MARTIN KLEBES received his Ph.D. in Comparative Literary Studies in 2003 from Northwestern University. He taught at Kenyon College and at the University of New Mexico before coming to Oregon in 2007.

He is the author of Wittgenstein’s Novels (Routledge, 2006), and translator of Ernst-Wilhelm Händler’s debut collection of stories, City with Houses (Northwestern University Press, 2002). He also translated several chapters in a collection of writings by Hannah Arendt, entitled Reflections on Literature and Culture (Stanford University Press, 2007). Other recent publications include a trio of articles on W.G. Sebald, an essay on Steve Reich’s minimal music and its relationship to memory and history, and an article on Wilhelm Dilthey’s pursuit of his idea of the Geisteswissenschaften (for full citations click on the Curriculum Vitae button above).

Martin’s research focuses on the interrelation between literary and philosophical texts from the Enlightenment to the present, with particular emphasis on the German tradition, but also including French and American critical thought and contemporary texts, novels in particular.

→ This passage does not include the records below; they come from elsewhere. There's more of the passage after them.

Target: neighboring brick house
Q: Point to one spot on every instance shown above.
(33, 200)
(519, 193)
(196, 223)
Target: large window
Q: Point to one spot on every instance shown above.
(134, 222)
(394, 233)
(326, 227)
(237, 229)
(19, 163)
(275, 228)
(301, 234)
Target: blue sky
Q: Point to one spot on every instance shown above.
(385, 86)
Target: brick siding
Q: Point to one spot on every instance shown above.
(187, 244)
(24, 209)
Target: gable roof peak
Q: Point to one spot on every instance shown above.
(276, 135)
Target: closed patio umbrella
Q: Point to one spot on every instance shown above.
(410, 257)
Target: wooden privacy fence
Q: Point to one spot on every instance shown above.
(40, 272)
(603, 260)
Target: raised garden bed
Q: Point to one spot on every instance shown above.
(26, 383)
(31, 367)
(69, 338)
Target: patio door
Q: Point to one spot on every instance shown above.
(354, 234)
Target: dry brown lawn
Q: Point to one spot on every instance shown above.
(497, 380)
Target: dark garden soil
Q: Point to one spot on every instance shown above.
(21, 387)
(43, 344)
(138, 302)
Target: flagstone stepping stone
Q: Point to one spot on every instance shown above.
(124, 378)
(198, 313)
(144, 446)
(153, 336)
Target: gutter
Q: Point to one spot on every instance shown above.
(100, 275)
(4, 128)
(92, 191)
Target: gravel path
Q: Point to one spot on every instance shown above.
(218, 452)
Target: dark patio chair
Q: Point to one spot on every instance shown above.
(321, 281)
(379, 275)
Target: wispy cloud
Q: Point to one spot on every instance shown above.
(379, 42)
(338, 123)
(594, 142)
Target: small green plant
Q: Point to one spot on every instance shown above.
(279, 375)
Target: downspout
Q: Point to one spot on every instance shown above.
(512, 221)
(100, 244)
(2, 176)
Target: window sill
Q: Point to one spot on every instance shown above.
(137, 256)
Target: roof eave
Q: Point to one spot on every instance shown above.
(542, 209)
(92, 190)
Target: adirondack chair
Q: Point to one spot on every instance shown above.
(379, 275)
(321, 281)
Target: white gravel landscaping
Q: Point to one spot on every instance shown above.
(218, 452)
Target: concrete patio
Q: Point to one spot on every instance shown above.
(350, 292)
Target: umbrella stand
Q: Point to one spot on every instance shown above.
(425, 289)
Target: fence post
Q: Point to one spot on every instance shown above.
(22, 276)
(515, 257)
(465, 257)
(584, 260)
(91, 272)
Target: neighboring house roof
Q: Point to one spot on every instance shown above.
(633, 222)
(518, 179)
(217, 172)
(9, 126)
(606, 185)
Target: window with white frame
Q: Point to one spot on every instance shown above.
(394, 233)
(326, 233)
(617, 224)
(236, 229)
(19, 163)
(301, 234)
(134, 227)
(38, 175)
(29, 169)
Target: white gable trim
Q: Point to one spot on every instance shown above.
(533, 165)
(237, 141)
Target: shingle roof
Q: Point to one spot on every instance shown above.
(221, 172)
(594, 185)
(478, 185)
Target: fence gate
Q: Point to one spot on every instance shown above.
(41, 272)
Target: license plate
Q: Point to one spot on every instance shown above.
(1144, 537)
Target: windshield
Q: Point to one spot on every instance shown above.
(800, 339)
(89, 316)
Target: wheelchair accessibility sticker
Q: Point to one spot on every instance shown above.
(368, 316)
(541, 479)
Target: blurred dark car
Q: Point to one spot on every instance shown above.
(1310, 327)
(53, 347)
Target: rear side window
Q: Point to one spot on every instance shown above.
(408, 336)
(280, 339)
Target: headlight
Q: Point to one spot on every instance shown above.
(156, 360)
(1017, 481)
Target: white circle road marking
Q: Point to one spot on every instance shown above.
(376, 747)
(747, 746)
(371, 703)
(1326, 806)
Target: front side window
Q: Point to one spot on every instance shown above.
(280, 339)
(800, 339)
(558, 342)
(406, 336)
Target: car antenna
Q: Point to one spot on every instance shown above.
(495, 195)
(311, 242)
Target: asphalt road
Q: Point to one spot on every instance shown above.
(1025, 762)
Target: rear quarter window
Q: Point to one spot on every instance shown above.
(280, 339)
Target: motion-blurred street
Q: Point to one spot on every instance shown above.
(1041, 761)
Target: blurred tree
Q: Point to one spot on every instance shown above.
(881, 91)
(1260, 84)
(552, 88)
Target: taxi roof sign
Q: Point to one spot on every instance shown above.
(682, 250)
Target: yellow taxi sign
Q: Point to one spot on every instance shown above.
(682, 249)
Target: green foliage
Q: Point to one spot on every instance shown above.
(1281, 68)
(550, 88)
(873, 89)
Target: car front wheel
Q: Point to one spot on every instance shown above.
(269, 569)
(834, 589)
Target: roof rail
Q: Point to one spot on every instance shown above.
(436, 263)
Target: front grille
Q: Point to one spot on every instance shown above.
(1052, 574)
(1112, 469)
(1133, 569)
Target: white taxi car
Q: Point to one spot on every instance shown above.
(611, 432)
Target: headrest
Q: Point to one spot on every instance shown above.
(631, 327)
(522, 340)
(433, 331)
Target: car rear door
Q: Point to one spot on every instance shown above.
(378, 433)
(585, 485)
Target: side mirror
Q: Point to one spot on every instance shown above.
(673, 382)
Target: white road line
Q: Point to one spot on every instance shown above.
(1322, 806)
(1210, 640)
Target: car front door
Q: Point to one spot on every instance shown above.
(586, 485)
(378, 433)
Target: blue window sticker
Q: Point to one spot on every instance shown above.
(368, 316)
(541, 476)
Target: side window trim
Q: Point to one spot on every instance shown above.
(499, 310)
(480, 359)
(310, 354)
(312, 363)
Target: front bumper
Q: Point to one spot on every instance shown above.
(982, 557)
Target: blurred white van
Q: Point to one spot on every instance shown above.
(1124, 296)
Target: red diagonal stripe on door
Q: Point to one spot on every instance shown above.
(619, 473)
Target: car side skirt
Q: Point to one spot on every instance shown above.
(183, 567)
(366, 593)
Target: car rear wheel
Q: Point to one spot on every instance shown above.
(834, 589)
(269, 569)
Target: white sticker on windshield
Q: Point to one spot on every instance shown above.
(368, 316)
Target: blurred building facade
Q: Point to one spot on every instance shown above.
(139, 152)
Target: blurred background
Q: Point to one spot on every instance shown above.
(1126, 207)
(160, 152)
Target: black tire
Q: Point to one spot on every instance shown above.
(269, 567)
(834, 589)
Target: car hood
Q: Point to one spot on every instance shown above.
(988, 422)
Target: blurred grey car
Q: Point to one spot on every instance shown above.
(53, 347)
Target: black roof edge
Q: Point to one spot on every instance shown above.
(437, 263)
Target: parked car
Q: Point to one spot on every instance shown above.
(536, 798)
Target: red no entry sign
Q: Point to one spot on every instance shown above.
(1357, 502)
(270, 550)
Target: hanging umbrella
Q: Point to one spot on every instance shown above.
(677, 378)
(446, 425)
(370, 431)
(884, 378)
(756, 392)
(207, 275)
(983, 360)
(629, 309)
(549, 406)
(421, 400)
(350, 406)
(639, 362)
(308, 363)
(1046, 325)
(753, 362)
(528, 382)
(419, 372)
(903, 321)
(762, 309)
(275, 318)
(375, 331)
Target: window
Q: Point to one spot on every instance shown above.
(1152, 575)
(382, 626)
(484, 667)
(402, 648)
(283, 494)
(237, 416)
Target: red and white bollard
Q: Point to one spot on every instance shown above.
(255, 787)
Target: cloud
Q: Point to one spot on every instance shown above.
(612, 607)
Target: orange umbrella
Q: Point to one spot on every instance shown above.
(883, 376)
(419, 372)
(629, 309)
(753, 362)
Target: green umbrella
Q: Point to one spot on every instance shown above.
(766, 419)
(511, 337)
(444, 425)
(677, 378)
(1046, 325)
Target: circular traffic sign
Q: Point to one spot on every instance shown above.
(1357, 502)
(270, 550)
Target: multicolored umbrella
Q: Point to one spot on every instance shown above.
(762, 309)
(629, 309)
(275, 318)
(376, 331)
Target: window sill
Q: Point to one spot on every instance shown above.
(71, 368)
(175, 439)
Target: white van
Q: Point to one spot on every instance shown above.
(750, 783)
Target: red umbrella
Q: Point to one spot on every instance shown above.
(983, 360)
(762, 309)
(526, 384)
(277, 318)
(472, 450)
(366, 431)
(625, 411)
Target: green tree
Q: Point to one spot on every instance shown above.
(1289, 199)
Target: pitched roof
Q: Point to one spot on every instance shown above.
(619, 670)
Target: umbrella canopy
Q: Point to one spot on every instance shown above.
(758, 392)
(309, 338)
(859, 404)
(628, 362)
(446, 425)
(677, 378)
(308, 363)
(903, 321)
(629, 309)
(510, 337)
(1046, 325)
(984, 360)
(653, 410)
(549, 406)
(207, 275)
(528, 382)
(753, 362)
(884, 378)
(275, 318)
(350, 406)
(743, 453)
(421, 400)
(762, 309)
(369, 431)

His current project concerns the development of discourses of terror from the French Revolution through its reverberations in 19th-century Germany to 20th- and 21st-century textual instances of ‘terrorism’ in Germany and the U.S.

Martin is also a co-founding member of the editorial board of the electronic journal parapluie that went online in 1997. Guided by the belief that any analysis of culture must participate in the very cultural process which it addresses, parapluie has been publishing essays written in German on cultural phenomena, arts, and literature that are intended for a readership beyond that of more specialized academic journals.

One of his favored modes of transportation is his single-speed moutain bike, but he also likes to go for the occasional leisurely drive.